Transparente Dokumentation: Eine sorgfältige und transparente Dokumentation des Analyseprozesses, der verwendeten Methoden und der erzielten Ergebnisse ist notwendig, um die Nachvollziehbarkeit und Überprüfbarkeit des Gutachtens zu gewährleisten. Insgesamt ist es wichtig, sich der Herausforderungen und Grenzen der Bildidentifikation in der forensischen Praxis bewusst zu sein und stets bestrebt zu sein, die Genauigkeit und Zuverlässigkeit der Beurteilungen zu verbessern.
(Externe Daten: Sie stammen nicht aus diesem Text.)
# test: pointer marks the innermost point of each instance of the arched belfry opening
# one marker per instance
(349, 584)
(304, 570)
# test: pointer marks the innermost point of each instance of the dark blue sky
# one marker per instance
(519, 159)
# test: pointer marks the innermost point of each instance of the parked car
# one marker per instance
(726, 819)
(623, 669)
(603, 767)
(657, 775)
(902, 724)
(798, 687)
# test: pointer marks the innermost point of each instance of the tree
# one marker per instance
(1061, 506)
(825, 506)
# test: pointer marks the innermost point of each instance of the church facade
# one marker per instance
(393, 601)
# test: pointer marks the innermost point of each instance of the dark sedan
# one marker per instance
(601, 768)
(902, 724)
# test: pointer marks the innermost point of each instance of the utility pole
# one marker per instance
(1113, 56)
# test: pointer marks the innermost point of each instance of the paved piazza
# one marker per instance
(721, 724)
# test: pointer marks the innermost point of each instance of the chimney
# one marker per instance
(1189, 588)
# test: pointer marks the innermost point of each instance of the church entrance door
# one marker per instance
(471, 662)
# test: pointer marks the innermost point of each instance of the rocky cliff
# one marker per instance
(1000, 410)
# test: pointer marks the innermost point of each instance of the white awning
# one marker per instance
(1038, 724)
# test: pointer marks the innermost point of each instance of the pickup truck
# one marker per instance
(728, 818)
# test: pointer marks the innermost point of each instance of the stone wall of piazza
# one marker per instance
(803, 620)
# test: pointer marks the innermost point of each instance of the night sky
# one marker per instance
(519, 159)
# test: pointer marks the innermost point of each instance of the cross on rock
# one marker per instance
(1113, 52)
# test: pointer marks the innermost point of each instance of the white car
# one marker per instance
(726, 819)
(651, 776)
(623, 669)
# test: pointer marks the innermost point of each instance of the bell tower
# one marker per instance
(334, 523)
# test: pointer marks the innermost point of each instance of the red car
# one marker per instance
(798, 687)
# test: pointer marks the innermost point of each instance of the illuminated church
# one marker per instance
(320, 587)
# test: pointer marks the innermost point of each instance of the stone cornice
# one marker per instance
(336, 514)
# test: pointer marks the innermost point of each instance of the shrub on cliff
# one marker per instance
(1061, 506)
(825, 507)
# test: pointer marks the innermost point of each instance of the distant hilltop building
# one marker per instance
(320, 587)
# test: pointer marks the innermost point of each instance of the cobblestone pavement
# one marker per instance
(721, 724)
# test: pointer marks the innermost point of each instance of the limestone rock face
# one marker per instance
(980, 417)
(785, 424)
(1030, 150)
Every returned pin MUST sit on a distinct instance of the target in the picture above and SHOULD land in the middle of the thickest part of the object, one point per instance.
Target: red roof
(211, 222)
Durch den Einsatz geeigneter Methoden, die Berücksichtigung möglicher Fehlerquellen und Verzerrungen, sowie eine kritische und selbstreflektierende Herangehensweise können Gutachterinnen und Gutachter dazu beitragen, die Gerechtigkeit und Fairness des Justizsystems zu fördern und zu erhalten.

 

— George A. Rauscher am 06. Mai 2023

Quellen:
Schwarzfischer, L. (1992). Zur Anwendung von Prädikatsklassen in der forensischen Lichtbildidentifikation. Archiv für Kriminologie, 189(3-4), 65-74.
Jain, A. K., & Ross, A. (2008). Introduction to Biometrics. Springer Science & Business Media.
Saks, M. J., & Koehler, J. J. (2005). The coming paradigm shift in forensic identification science. Science, 309(5736), 892-895.
Tredoux, C. G. (2002). A direct measure of facial similarity and its relation to human similarity perceptions. Journal of Experimental Psychology: Applied, 8(3), 180-193.
Dror, I. E. (2011). The paradox of human expertise: Why experts get it wrong. In N. Kapur (Ed.), The Paradoxical Brain (pp. 177-188). Cambridge University Press.
Farid, H. (2016). Photo Forensics. MIT Press.
Tversky, A., & Kahneman, D. (1974). Judgment under Uncertainty: Heuristics and Biases. Science, 185(4157), 1124-1131.